La première partie est consacrée à une œuvre pour flûte seule, Donax (nom latin donné à la branche dans laquelle on perce la flûte). Composée en 1992, elle sera l’objet, cinq ans plus tard, d’un nouveau travail, électronique celui-là, qui donnant naissance à Donacis Ambra (l’ambre évoquant la partie électrique ajouté au Donax), que nous avons la chance d’entendre, immédiatement après sa grande sœur, interprétées toutes deux par l’excellent Mario Caroli [photo].

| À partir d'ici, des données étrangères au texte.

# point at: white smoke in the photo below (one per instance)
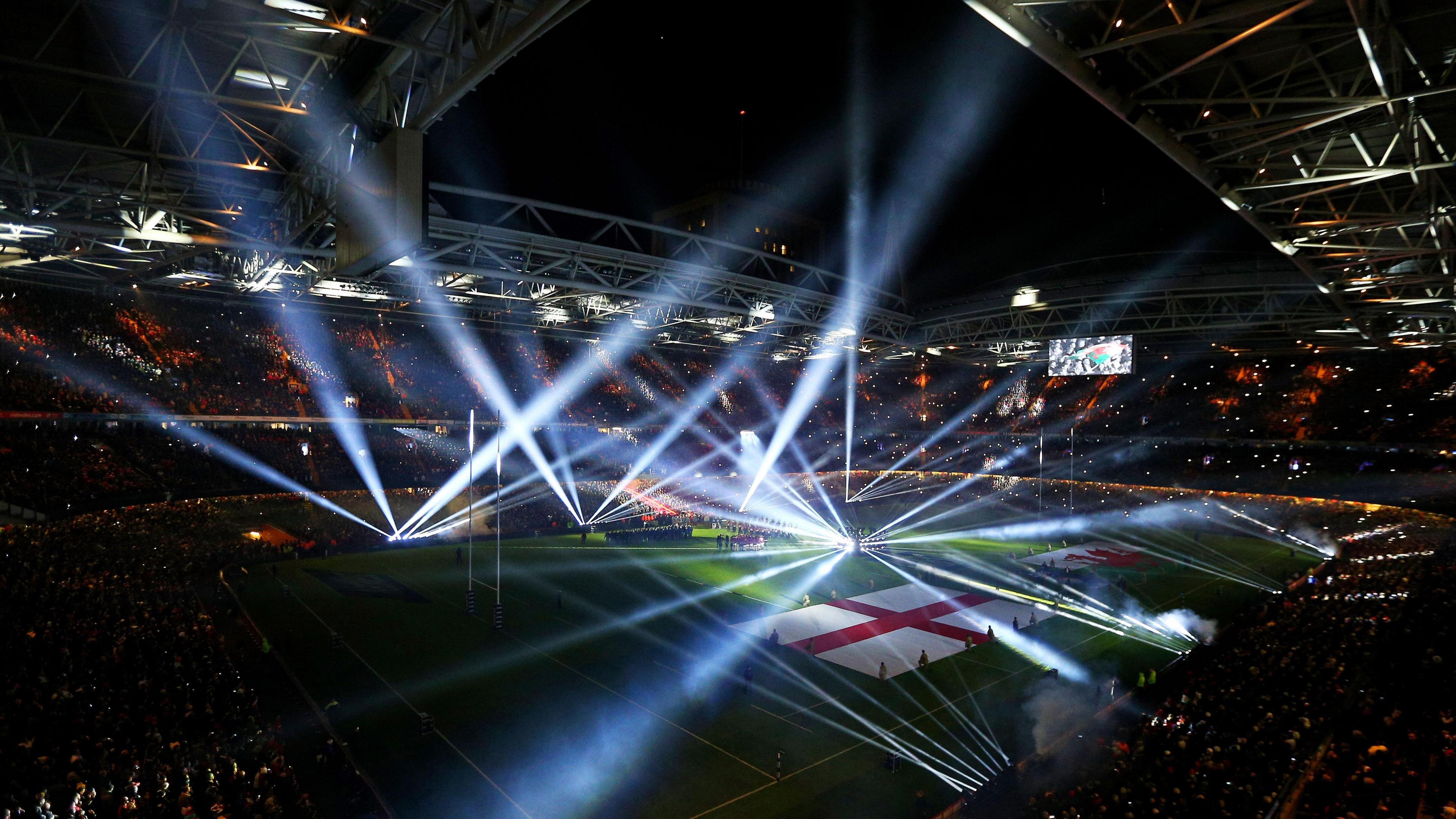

Dans Donacis Ambra, Fedele donne un nouveau sens au terme de variation. Sans retoucher le matériau originel — la partie de flûte reste inchangée —, il lui associe un dispositif électronique en temps réel qui, en jouant sur des boucles et de la synthèse granulaire en même temps que sur la résonance, met en relief l’abyme contrapuntique qu’il y avait esquissée cinq ans plus tôt. Chaque geste musical ayant une identité propre — qui fait appel à un comportement musical déterminé (traits virtuoses ou son soufflé, notes rapides répétées ou ton apaisé harmonieux) et un registre particulier —, le contrepoint se dessine avec une limpidité désarmante, de même que l’architecture de la pièce. Si Donax était contrastée et violente, voire souvent frénétique, Donacis Ambra, tout en étant plus épaisse verticalement et horizontalement, en redessine les contours et laisse deviner son fantôme, comme une aura rémanente qui se dégagerait du discours.
Écouter l’électronique de Fedele est un vrai plaisir. Le compositeur se garde bien d’en faire trop, ne se laisse pas séduire par le gadget et considère plutôt l’outil. Aussi ne va-t-il pas chercher le complexe ou le sophistiqué comme un but en soi. L’électronique est consommée, appropriée. Ni extravagante, ni artificielle, c’est une électronique pertinente et expressive qui suit, soutient et tisse les lignes de force.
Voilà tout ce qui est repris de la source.